Department of Surgery, Chungbuk National University Hospital, Cheongju, Republic of Korea.
Deparment of Trauma Surgery, Trauma Center, Chungbuk National University Hospital, Cheongju, Republic of Korea.
Medicine (Baltimore). 2023 Aug 18;102(33):e34847. doi: 10.1097/MD.0000000000034847.
Acute kidney injury (AKI) is common in patients with trauma and is associated with poor outcomes. Therefore, early prediction of AKI in patients with trauma is important for risk stratification and the provision of optimal intensive care unit treatment. This study aimed to compare 2 models, machine learning (ML) techniques and logistic regression, in predicting AKI in patients with trauma. We retrospectively reviewed the charts of 400 patients who sustained torso injuries between January 2016 and June 2020. Patients were included if they were aged > 15 years, admitted to the intensive care unit, survived for > 48 hours, had thoracic and/or abdominal injuries, had no end-stage renal disease, and had no missing data. AKI was defined in accordance with the Kidney Disease Improving Global Outcomes definition and staging system. The patients were divided into 2 groups: AKI (n = 78) and non-AKI (n = 322). We divided the original dataset into a training (80%) and a test set (20%), and the logistic regression with stepwise selection and ML (decision tree with hyperparameter optimization using grid search and cross-validation) was used to build a model for predicting AKI. The models established using the training dataset were evaluated using a confusion matrix receiver operating characteristic curve with the test dataset. We included 400 patients with torso injury, of whom 78 (19.5%) progressed to AKI. Age, intestinal injury, cumulative fluid balance within 24 hours, and the use of vasopressors were independent risk factors for AKI in the logistic regression model. In the ML model, vasopressors were the most important feature, followed by cumulative fluid balance within 24 hours and packed red blood cell transfusion within 4 hours. The accuracy score showed no differences between the 2 groups; however, the recall and F1 score were significantly higher in the ML model (.94 vs 56 and.75 vs 64, respectively). The ML model performed better than the logistic regression model in predicting AKI in patients with trauma. ML techniques can aid in risk stratification and the provision of optimal care.
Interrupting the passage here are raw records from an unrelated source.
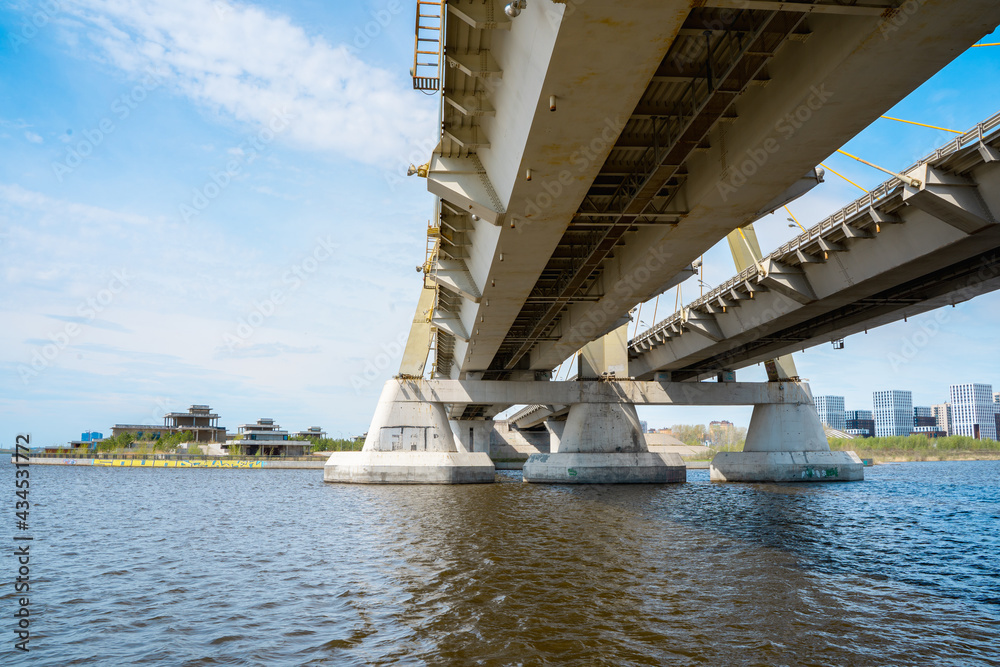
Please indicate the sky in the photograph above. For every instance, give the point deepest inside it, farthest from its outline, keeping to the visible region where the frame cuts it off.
(205, 202)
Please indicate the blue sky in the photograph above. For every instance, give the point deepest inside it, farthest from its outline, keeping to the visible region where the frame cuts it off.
(204, 202)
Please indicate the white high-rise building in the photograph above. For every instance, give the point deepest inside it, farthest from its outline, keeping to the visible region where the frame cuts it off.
(972, 411)
(893, 413)
(942, 417)
(831, 411)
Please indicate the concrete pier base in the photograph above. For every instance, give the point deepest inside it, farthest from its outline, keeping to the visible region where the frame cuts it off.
(786, 443)
(409, 442)
(786, 467)
(409, 468)
(605, 468)
(602, 443)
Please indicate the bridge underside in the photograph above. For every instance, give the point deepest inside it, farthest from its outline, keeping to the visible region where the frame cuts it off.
(897, 252)
(590, 152)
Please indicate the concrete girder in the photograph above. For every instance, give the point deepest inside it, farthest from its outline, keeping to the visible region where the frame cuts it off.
(855, 289)
(452, 325)
(474, 105)
(454, 275)
(952, 199)
(788, 280)
(418, 342)
(471, 137)
(480, 65)
(464, 183)
(988, 153)
(852, 232)
(488, 15)
(830, 246)
(865, 9)
(545, 393)
(835, 64)
(883, 218)
(703, 323)
(808, 259)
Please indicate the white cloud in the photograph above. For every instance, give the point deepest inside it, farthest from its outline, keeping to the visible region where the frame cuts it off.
(55, 210)
(247, 64)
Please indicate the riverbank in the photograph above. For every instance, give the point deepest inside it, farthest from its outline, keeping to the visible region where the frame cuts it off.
(180, 461)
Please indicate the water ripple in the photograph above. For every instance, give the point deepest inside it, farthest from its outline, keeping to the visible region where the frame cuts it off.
(191, 567)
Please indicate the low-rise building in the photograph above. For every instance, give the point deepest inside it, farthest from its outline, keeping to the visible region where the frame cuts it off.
(199, 420)
(311, 432)
(265, 438)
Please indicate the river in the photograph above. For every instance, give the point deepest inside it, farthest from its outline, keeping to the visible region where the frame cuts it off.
(253, 567)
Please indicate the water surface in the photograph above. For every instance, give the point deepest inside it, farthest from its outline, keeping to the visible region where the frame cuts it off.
(253, 567)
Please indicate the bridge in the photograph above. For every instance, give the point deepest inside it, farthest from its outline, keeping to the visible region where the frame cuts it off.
(590, 152)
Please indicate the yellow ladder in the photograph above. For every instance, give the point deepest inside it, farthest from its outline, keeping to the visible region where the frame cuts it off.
(426, 70)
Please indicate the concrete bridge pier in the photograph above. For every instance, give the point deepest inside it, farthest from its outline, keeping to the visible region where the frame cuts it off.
(602, 443)
(409, 442)
(785, 443)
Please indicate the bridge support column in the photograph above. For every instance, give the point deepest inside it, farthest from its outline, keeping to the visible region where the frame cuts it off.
(409, 442)
(786, 443)
(602, 443)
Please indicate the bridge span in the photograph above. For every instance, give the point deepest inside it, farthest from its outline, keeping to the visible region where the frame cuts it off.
(591, 151)
(912, 244)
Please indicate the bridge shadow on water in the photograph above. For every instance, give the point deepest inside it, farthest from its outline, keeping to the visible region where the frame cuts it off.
(899, 569)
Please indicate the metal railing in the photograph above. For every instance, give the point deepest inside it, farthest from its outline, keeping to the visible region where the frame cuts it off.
(426, 70)
(974, 136)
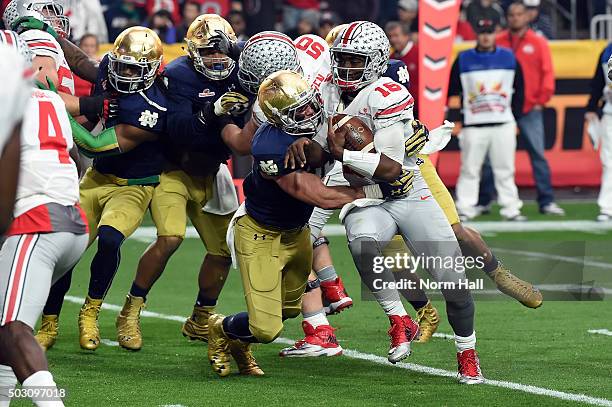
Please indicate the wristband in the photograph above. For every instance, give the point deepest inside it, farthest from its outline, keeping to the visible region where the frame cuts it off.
(364, 164)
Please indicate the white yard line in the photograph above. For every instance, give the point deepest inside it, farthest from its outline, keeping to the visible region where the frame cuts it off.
(600, 332)
(353, 354)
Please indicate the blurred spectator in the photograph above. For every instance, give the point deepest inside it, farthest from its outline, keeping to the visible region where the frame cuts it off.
(490, 81)
(238, 23)
(535, 58)
(407, 12)
(539, 22)
(465, 32)
(171, 6)
(328, 21)
(293, 11)
(161, 23)
(86, 18)
(601, 132)
(121, 16)
(308, 24)
(405, 50)
(191, 10)
(485, 10)
(90, 45)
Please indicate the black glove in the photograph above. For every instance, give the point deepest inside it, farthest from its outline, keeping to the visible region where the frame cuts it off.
(398, 188)
(105, 106)
(222, 43)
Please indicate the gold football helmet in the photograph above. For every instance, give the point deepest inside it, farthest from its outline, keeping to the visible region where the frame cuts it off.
(290, 103)
(134, 60)
(331, 36)
(200, 50)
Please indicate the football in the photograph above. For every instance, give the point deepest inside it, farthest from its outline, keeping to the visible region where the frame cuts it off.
(358, 137)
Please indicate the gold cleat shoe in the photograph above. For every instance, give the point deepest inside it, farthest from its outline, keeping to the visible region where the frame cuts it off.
(511, 285)
(89, 333)
(196, 326)
(428, 320)
(218, 346)
(243, 355)
(128, 323)
(47, 334)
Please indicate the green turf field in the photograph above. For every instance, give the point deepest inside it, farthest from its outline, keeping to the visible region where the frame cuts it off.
(549, 348)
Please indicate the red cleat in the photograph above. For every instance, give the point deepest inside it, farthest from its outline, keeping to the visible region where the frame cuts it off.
(403, 331)
(317, 342)
(469, 367)
(336, 295)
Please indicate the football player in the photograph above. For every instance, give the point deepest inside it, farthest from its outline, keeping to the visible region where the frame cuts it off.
(49, 231)
(269, 232)
(117, 190)
(359, 58)
(196, 182)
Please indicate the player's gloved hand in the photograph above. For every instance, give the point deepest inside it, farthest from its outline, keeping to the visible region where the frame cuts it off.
(416, 142)
(398, 188)
(105, 105)
(296, 153)
(222, 43)
(23, 24)
(233, 103)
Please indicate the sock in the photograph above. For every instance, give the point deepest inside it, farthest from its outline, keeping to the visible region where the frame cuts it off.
(8, 381)
(393, 308)
(55, 300)
(137, 291)
(418, 304)
(106, 261)
(237, 327)
(491, 265)
(42, 378)
(327, 273)
(465, 342)
(204, 301)
(316, 318)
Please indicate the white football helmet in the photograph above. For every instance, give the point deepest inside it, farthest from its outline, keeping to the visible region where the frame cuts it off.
(264, 54)
(363, 39)
(13, 40)
(49, 11)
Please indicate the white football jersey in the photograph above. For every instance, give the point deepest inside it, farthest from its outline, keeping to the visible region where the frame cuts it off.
(379, 105)
(315, 61)
(14, 92)
(47, 173)
(43, 44)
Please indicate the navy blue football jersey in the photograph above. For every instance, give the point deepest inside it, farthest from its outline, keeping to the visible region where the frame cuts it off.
(266, 202)
(188, 139)
(398, 71)
(146, 110)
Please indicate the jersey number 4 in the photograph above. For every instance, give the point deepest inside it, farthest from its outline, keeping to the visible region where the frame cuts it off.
(387, 88)
(312, 48)
(51, 140)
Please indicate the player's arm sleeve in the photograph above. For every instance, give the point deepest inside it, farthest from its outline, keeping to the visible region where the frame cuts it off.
(518, 97)
(598, 82)
(79, 62)
(548, 74)
(454, 83)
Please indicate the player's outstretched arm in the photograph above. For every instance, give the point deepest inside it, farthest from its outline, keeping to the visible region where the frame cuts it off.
(308, 188)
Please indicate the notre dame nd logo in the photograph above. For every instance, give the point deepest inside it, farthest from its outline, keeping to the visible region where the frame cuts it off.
(268, 167)
(148, 119)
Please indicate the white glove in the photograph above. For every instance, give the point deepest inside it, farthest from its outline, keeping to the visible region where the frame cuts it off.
(438, 138)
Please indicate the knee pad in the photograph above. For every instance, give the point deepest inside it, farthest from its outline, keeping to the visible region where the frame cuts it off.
(267, 334)
(109, 238)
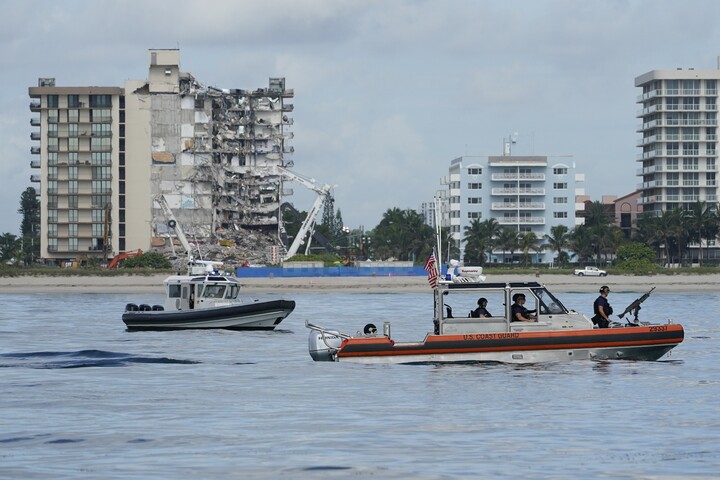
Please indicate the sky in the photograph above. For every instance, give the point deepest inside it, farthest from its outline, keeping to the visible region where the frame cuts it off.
(387, 92)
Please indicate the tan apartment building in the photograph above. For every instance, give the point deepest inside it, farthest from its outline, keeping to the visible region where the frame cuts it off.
(107, 154)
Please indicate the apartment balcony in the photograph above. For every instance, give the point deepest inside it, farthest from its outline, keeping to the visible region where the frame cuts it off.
(518, 206)
(646, 155)
(521, 220)
(535, 177)
(518, 191)
(647, 140)
(648, 96)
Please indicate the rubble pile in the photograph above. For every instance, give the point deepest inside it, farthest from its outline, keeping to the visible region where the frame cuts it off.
(233, 248)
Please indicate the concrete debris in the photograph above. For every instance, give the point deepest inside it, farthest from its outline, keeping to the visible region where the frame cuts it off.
(233, 248)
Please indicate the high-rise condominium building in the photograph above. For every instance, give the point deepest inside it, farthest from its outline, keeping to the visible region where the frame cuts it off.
(523, 193)
(679, 138)
(108, 153)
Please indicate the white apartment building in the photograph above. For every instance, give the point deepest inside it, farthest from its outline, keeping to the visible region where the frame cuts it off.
(678, 138)
(524, 193)
(106, 153)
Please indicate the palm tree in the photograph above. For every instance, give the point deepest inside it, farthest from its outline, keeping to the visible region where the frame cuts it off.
(507, 241)
(558, 241)
(528, 241)
(492, 230)
(701, 221)
(475, 243)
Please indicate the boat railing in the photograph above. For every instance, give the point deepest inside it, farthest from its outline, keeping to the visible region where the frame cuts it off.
(324, 331)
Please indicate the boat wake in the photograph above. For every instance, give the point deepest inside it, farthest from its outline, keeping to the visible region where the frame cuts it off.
(79, 359)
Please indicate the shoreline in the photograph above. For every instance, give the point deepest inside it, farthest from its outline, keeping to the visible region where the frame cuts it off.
(391, 284)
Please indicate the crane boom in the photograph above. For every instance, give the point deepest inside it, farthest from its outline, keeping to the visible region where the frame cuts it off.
(309, 223)
(173, 223)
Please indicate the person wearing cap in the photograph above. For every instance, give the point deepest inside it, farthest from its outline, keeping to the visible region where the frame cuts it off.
(602, 309)
(481, 311)
(519, 312)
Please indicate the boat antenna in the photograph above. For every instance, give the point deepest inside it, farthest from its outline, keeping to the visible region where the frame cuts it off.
(438, 239)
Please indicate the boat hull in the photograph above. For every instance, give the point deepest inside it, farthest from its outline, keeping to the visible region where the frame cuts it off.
(647, 343)
(251, 316)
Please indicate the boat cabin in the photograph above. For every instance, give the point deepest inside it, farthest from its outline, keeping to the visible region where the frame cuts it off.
(456, 304)
(183, 292)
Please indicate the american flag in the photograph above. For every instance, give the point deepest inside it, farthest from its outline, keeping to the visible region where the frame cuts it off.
(432, 270)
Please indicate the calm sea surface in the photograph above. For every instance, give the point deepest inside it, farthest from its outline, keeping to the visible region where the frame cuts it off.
(83, 398)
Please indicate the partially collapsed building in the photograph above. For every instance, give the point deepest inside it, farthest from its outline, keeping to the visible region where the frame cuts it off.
(218, 156)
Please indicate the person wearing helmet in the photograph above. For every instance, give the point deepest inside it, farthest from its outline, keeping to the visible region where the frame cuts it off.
(519, 312)
(602, 309)
(481, 311)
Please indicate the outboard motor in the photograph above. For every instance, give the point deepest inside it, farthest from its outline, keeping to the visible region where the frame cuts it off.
(324, 345)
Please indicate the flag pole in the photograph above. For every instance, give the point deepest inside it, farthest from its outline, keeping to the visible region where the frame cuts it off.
(437, 234)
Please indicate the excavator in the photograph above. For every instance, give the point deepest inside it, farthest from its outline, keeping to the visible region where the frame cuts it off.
(115, 262)
(308, 225)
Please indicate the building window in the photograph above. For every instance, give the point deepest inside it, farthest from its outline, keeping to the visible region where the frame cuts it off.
(98, 215)
(100, 100)
(101, 186)
(101, 144)
(102, 173)
(100, 115)
(691, 179)
(100, 158)
(101, 129)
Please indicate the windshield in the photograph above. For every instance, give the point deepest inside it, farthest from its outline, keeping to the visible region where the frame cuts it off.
(548, 303)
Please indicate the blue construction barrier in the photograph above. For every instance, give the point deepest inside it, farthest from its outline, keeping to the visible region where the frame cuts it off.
(278, 272)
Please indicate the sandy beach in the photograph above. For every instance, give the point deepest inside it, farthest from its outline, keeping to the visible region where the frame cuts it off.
(557, 283)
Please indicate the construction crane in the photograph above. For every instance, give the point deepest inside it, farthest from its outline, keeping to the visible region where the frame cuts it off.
(173, 223)
(308, 225)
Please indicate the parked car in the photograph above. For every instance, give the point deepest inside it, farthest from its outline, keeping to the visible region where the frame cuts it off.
(590, 272)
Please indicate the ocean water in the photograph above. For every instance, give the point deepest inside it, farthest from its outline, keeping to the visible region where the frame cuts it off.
(84, 398)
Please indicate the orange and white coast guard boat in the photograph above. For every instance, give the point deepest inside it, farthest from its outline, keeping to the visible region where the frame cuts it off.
(556, 334)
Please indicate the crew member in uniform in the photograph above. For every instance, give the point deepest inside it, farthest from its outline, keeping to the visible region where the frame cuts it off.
(602, 309)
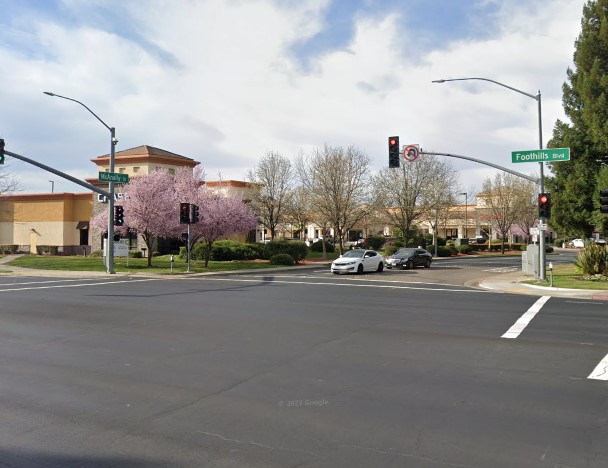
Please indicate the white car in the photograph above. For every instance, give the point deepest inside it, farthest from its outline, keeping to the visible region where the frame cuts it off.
(358, 261)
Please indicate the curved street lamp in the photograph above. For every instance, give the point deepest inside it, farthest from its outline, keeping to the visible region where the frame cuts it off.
(113, 141)
(536, 97)
(466, 218)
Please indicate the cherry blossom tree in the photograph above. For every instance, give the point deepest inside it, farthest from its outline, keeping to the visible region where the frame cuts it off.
(152, 201)
(221, 215)
(151, 209)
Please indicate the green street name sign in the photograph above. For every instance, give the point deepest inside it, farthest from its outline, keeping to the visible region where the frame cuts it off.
(546, 155)
(113, 177)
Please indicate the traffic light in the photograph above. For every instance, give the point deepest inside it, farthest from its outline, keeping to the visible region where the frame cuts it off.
(184, 213)
(604, 201)
(194, 218)
(119, 215)
(393, 152)
(544, 205)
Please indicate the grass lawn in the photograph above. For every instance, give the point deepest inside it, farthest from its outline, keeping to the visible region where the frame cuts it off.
(566, 276)
(160, 264)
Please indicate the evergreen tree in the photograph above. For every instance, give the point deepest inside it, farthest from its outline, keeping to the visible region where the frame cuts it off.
(574, 186)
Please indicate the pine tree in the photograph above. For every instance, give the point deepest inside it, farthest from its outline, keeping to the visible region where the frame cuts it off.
(574, 187)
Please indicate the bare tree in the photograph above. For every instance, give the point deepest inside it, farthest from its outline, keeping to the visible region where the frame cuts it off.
(298, 211)
(273, 177)
(417, 190)
(501, 197)
(8, 186)
(338, 180)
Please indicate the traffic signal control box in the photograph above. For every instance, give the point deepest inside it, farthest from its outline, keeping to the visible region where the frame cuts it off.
(184, 213)
(604, 201)
(393, 152)
(194, 218)
(544, 205)
(119, 215)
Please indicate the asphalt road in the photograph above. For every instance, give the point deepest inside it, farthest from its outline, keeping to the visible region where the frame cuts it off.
(298, 370)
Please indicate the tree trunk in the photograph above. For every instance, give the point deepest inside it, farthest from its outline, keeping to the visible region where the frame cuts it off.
(208, 253)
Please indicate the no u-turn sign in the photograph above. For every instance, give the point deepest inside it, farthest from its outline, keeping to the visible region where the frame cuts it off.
(411, 152)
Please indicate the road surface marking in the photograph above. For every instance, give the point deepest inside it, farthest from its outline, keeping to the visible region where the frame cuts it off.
(353, 284)
(525, 319)
(601, 370)
(77, 285)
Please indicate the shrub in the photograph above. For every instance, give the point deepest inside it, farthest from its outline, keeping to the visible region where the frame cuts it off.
(297, 250)
(443, 251)
(390, 250)
(592, 260)
(282, 259)
(375, 242)
(47, 249)
(464, 249)
(318, 247)
(440, 241)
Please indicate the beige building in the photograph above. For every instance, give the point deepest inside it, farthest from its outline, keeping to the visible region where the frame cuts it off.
(45, 223)
(58, 223)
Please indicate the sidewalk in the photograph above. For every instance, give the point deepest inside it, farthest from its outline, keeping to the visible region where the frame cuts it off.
(503, 282)
(512, 283)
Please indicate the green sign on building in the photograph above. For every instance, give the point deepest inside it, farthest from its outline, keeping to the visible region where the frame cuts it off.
(544, 155)
(113, 177)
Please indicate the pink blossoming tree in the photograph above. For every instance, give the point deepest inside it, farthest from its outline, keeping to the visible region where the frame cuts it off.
(152, 201)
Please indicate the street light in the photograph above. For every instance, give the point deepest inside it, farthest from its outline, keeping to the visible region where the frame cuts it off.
(466, 218)
(537, 97)
(113, 141)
急性肾损伤(AKI)在创伤患者中很常见,与不良预后相关。因此,早期预测创伤患者的 AKI 对于风险分层和提供最佳重症监护治疗很重要。本研究旨在比较两种模型,机器学习(ML)技术和逻辑回归,用于预测创伤患者的 AKI。我们回顾性分析了 2016 年 1 月至 2020 年 6 月期间 400 名躯干受伤患者的病历。纳入标准为年龄>15 岁、入住重症监护病房、存活时间>48 小时、有胸腹部损伤、无终末期肾病且无数据缺失的患者。AKI 按照肾脏疾病改善全球结局定义和分期系统定义。患者分为 AKI 组(n=78)和非 AKI 组(n=322)。我们将原始数据集分为训练集(80%)和测试集(20%),并使用逐步选择和 ML(使用网格搜索和交叉验证对超参数进行优化的决策树)的逻辑回归来构建预测 AKI 的模型。使用测试数据集通过混淆矩阵进行受试者工作特征曲线评估训练数据集建立的模型。我们纳入了 400 名躯干损伤患者,其中 78 名(19.5%)进展为 AKI。年龄、肠损伤、24 小时内累积液体平衡和血管加压素的使用是逻辑回归模型中 AKI 的独立危险因素。在 ML 模型中,血管加压素是最重要的特征,其次是 24 小时内累积液体平衡和 4 小时内输红细胞。两组间的准确率评分无差异;然而,ML 模型的召回率和 F1 评分显著更高(分别为.94 比 56 和.75 比 64)。ML 模型在预测创伤患者 AKI 方面优于逻辑回归模型。ML 技术可辅助风险分层和提供最佳治疗。